Mit der in situ raman spektroskopie waren wir nicht in der Lage, geringe Mengen an festem Phenylglycin in einer Cephalexin-Aufschlämmung nachzuweisen, entweder wegen der geringen Raman-Aktivität im Vergleich zu Cephalexin oder wegen der Überlappung mit der komplexen Lösung ähnlicher funktioneller Gruppen. Änderungen der FBRM-Anzahl und der Sehnenlängenverteilungen zeigten sich bei niedrigen Phenylglycin-Feststoffgehalten nicht, ebenso wenig wie Änderungen der Trübung. Der pH-Wert der Lösung zeigte die stärkste Veränderung bei der Bildung von Phenylglycin-Feststoffen, aber der pH-Wert ist kein robustes Maß für das Auftreten von Phenylglycin, da viele (oft gutartige) Störungen des Systems ähnliche pH-Reaktionen hervorrufen. Da Kristalle von Beta-Lactam-Antibiotika (überwiegend) nadelförmig und Phenylglycin-Kristalle platten- oder säulenförmig sind, kann der Unterschied in der Form sowie die Intensität der Rückstreuung zur Unterscheidung der beiden Partikelklassen verwendet werden. Darüber hinaus ist bekannt, dass sich Phenylglycin-Kristalle an Luft-Wasser-Grenzflächen verteilen. Diese Tatsache kann ausgenutzt werden, da die Kristalle dazu neigen, sich an Blasenoberflächen zu verklumpen, wodurch sie auf Bildern leichter zu identifizieren sind (Hoeben et al. 2009).
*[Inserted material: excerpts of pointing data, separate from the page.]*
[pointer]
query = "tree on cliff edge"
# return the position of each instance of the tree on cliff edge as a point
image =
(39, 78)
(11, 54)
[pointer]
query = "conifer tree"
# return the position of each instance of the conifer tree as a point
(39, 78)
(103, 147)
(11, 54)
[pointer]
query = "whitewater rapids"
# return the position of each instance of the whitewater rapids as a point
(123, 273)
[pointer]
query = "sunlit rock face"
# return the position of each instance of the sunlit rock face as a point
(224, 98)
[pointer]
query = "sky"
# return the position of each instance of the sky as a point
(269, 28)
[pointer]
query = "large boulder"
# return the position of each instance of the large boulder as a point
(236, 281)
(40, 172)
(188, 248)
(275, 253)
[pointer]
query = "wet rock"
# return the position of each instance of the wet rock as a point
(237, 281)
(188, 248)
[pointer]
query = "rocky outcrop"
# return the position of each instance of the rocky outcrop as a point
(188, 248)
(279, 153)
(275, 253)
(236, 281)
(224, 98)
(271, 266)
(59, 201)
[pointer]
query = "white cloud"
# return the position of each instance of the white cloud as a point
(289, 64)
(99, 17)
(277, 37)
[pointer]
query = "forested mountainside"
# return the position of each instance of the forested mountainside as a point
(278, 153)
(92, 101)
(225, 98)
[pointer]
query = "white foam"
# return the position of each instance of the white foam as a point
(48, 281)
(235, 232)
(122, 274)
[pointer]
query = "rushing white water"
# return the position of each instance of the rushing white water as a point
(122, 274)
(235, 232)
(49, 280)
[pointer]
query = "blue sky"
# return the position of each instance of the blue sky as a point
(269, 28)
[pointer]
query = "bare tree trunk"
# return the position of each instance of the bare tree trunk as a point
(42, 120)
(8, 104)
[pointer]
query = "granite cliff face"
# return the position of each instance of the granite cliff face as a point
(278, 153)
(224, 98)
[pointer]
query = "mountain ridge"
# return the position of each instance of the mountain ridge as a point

Die Bildanalyse ermöglicht es, Merkmale und Statistiken von In-Situ-Bildern zu extrahieren und in Echtzeit aufzuzeichnen. Die Forschung hat gezeigt, dass Phenylglycin aus In-Situ-Bildern erkannt werden kann. Zunächst werden Objekte innerhalb des Bildes durch Kantenerkennung identifiziert. Dann werden Eigenschaften der Objekte wie Größe, Seitenverhältnis, Pixelintensität und mehr sowie die Verteilungen dieser Eigenschaften für jedes Objekt in jedem Bild verwendet, um Phenylglycin zu erkennen. Durch die Verfolgung dieser Merkmale und Statistiken kann ein Klassifikator zur Identifizierung von Phenylglycin aus den Bilddaten erstellt und in Echtzeit zur Überwachung und Erkennung eingesetzt werden. Die Statistiken können auch als historischer Datensatz aufgezeichnet werden, was praktikabler ist als die Speicherung des Experiments als komplette Bilder.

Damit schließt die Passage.